# Muslim Posters Eid/Post Ramadan Meet Up!



## DreamTeam (Nov 1, 2007)

Salams Everyone,

This is a poll to figure when we would all be free to meet after Eid/Ramadan.

If anyone has any problems about a certain date etc, please send me a PM and we can hopefully arrange things so that we can all meet each other, inshallah.

Lots of love  

Snowbelle


----------



## KittenPaws (Oct 23, 2007)

Salam Snowbelle & others! 

Fab idea thanks for doing this. Would love to catch up! I cant make it on the saturdays 11th (although i can do saturday PM) & 18th but sunday would be fab! 

Love to all. 

xxx


----------



## Godswill (Jun 13, 2008)

Salam


Yipeeee  
I can meet up anytime in Oct except 11/10/08 inshAllah.


----------



## Iman (Oct 11, 2007)

salaams

I voted for 11th Oct but I can also do the 12th.

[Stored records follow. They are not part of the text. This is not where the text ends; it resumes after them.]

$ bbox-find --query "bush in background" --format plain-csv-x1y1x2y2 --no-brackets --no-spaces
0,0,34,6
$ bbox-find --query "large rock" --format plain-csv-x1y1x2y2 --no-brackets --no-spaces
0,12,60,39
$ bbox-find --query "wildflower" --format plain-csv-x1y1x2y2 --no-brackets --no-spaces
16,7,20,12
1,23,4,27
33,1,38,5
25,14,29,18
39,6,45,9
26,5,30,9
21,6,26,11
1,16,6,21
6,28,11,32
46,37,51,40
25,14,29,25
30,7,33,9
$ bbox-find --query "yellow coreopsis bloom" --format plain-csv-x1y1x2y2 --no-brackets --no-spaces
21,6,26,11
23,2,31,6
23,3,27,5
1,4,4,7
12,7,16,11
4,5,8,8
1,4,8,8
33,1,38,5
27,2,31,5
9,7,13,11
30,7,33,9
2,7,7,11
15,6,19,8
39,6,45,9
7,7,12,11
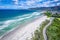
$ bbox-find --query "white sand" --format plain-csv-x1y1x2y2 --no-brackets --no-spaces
0,16,47,40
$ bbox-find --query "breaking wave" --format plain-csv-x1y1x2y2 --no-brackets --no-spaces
0,11,43,36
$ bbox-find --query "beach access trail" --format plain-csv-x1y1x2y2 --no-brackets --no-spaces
43,17,54,40
0,16,47,40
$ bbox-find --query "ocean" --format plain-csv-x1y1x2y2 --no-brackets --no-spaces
0,9,43,37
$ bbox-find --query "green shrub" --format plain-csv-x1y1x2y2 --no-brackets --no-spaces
44,11,52,17
47,18,60,40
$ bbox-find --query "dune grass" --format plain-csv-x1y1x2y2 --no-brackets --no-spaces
31,20,50,40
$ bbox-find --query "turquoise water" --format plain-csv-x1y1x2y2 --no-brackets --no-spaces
0,10,43,36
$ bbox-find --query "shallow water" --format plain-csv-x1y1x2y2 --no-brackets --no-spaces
0,10,43,36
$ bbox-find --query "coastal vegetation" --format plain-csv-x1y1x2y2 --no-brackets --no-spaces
32,20,49,40
52,13,60,18
31,11,51,40
44,11,52,17
47,18,60,40
46,16,60,40
45,11,60,40
32,11,60,40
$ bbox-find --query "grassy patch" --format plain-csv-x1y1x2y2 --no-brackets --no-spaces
47,18,60,40
31,20,50,40
44,11,52,17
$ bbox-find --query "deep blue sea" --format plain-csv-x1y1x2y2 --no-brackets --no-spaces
0,9,43,36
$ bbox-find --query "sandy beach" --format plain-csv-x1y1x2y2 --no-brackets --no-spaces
0,16,47,40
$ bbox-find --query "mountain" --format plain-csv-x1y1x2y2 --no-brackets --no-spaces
29,6,60,11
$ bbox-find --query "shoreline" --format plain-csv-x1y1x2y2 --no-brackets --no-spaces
0,15,47,40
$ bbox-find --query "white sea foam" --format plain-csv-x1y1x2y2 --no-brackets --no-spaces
0,20,15,29
0,13,31,29
14,14,31,19
0,14,31,29
32,12,40,15
0,11,42,30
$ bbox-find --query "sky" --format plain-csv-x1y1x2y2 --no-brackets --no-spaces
0,0,60,9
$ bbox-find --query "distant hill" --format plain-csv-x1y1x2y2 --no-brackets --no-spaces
29,6,60,11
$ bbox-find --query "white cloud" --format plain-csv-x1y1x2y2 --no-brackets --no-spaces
0,0,60,9
12,0,18,4
54,0,59,2
26,1,35,5
19,0,60,8
0,5,19,9
57,3,60,5
50,4,56,7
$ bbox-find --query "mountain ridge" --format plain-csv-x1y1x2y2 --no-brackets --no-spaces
29,6,60,11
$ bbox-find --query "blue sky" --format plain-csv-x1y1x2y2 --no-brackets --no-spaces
0,0,60,9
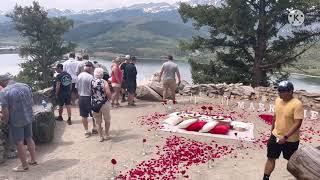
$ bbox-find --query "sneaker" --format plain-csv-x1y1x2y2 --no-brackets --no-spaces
67,118,72,125
92,129,98,135
55,116,63,121
99,136,104,142
121,98,126,103
85,132,91,138
104,135,111,141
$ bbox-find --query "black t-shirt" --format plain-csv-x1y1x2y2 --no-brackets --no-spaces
120,63,128,79
124,63,137,81
56,71,72,95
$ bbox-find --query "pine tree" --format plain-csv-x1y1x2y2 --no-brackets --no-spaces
7,1,76,89
179,0,320,86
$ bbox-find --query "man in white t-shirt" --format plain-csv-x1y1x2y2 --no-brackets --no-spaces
159,55,181,102
63,52,79,105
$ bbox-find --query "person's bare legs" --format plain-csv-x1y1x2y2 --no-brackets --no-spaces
264,158,276,179
104,120,111,136
163,87,169,101
97,121,103,137
128,93,134,105
103,104,111,137
82,117,89,131
66,105,71,119
111,87,118,106
26,137,36,163
171,88,176,102
89,111,96,128
16,141,28,168
114,87,121,106
116,88,121,104
71,92,76,105
94,113,103,141
58,106,64,117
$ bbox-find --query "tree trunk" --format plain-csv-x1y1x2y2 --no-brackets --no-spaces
253,0,268,87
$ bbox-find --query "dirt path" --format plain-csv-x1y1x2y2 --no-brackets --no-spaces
0,96,309,180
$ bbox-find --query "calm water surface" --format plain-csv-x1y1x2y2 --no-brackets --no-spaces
1,54,319,93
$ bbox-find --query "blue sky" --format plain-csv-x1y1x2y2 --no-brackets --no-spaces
0,0,185,11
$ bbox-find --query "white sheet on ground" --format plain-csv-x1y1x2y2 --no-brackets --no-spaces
160,121,255,142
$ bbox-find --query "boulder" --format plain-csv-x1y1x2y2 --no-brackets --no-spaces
150,72,160,82
240,86,255,96
287,145,320,180
136,85,162,102
33,87,55,105
32,104,55,144
178,80,189,91
148,81,164,97
302,93,320,98
314,97,320,102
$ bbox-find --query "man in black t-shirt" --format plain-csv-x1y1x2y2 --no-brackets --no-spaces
124,56,137,106
55,64,72,123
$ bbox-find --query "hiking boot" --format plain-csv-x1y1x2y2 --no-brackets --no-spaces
55,116,63,121
92,129,98,135
67,118,72,125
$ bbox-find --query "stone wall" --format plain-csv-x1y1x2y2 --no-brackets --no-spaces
181,83,320,111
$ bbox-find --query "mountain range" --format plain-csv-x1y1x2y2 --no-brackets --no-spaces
0,0,316,58
0,1,216,57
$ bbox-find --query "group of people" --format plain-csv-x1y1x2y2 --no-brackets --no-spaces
0,51,306,178
54,53,137,142
110,55,137,107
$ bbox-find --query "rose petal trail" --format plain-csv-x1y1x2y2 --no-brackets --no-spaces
117,135,235,179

Can't do the 18th or 19th.

Any other date is prob ok with me just need notice.

lets have lunch and a chin wag!! 

xx


----------



## soni (Dec 31, 2005)

Salaam All,

Brilliant idea !!!!!!!!!!!!!!Would love to meet u all especially the new comers.I can do any dates as long as they don't clash with my dates withe ARGC  

Love,

Soni


----------